Dans l’Hexagone, plusieurs personnalités politiques plaident pour de tels mécanismes. Certains ont d’ores et déjà exhorté le président de la République à recourir au référendum sur le texte visant à « lever les contraintes à l’exercice du métier d’agriculteur ». À l’instar de la secrétaire nationale des Écologistes, Marine Tondelier : « Emmanuel Macron doit réaliser le moment historique que nous vivons […] Désormais, le référendum que je lui demande depuis des mois doit avoir lieu ». Fin juin, Marine Le Pen avait, elle aussi, expressément demandé au chef de l’État de consulter les Français sur le sujet.

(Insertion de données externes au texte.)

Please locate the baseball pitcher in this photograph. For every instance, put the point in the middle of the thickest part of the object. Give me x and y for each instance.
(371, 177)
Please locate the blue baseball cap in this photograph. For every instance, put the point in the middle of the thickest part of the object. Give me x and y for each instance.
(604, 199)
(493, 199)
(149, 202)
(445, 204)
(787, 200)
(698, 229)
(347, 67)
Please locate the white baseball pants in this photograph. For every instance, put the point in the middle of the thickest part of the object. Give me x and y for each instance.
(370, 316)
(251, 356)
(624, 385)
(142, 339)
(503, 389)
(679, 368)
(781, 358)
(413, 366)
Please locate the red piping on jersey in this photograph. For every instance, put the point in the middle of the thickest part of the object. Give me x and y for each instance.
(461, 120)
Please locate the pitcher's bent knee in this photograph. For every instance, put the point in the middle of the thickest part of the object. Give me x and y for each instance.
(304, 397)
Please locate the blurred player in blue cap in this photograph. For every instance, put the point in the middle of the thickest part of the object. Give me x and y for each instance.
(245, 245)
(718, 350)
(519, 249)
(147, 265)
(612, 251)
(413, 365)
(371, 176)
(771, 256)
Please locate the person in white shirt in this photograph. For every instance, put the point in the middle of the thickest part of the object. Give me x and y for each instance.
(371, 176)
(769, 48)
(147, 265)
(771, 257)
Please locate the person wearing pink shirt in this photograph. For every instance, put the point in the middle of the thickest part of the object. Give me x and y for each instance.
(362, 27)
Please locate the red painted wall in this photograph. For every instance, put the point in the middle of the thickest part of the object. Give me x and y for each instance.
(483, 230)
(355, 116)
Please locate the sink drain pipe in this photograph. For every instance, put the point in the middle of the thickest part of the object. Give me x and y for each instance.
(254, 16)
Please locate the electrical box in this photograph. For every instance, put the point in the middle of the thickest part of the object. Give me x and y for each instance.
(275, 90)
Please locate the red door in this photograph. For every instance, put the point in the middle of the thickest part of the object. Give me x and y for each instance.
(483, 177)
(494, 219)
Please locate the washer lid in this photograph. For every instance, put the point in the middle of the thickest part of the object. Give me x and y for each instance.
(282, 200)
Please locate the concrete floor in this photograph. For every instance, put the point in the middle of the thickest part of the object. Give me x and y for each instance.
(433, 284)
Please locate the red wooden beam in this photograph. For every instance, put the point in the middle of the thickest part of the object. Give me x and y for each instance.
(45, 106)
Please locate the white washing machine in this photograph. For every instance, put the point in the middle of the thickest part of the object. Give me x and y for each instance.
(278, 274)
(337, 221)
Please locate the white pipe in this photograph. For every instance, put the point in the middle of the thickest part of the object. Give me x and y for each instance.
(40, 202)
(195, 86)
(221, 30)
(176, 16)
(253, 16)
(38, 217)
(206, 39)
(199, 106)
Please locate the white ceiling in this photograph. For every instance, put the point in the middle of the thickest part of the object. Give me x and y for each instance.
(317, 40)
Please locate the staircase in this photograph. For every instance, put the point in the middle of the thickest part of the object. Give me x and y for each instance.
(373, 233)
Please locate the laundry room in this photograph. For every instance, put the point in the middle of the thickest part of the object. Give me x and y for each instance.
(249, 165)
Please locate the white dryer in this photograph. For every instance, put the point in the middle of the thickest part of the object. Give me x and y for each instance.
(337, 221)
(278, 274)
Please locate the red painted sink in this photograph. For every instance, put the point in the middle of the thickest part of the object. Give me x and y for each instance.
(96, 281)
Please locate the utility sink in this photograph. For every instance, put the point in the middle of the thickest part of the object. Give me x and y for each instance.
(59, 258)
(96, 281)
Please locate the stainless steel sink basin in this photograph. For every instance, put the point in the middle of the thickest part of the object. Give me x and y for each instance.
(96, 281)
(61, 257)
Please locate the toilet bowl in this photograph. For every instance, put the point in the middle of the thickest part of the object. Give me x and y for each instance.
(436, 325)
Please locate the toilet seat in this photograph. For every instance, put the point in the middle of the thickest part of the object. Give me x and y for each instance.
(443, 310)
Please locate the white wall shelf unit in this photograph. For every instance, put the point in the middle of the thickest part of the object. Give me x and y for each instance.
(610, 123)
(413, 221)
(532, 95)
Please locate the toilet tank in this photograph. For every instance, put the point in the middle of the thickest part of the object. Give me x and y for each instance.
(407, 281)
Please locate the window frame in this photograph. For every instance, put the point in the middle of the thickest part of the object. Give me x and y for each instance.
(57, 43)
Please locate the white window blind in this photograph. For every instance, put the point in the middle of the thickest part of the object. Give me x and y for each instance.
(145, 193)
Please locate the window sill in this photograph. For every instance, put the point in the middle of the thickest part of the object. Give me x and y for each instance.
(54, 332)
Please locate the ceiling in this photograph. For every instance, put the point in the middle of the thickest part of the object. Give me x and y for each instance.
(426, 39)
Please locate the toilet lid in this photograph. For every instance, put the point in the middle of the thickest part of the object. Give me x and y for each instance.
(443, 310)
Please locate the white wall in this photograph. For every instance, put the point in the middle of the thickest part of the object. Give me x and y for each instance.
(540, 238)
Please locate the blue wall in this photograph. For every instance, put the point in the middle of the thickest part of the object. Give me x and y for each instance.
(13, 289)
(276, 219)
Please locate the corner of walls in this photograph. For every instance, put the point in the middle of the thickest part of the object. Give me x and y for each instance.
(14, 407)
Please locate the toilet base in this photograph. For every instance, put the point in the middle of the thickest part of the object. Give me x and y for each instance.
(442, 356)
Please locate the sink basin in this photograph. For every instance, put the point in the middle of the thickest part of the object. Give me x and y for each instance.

Un référendum qui aurait l’avantage d’ouvrir un débat apaisé sur une thématique ultra-clivante. « La séquence autour des pesticides nourrit les fantasmes et les discours radicaux des militants. De leur côté, les Français se montrent bien plus nuancés, oscillant entre inquiétude du produit et large soutien aux agriculteurs », analyse Paul Cébille. D’autant que ces derniers mois, les initiatives citoyennes se sont multipliées : pétitions, cagnottes, appels à la mobilisation… C’est la course à celui qui fera le plus de bruit. « La gauche est historiquement très forte pour cela, mais la droite s’y met aussi. On l’a vu lors de la cagnotte pour le policier mis en cause dans l’affaire Nahel », rappelle l’analyste d’opinion. En fin de compte, le dernier mot reviendra à Emmanuel Macron. À commencer par la promulgation de la loi Duplomb.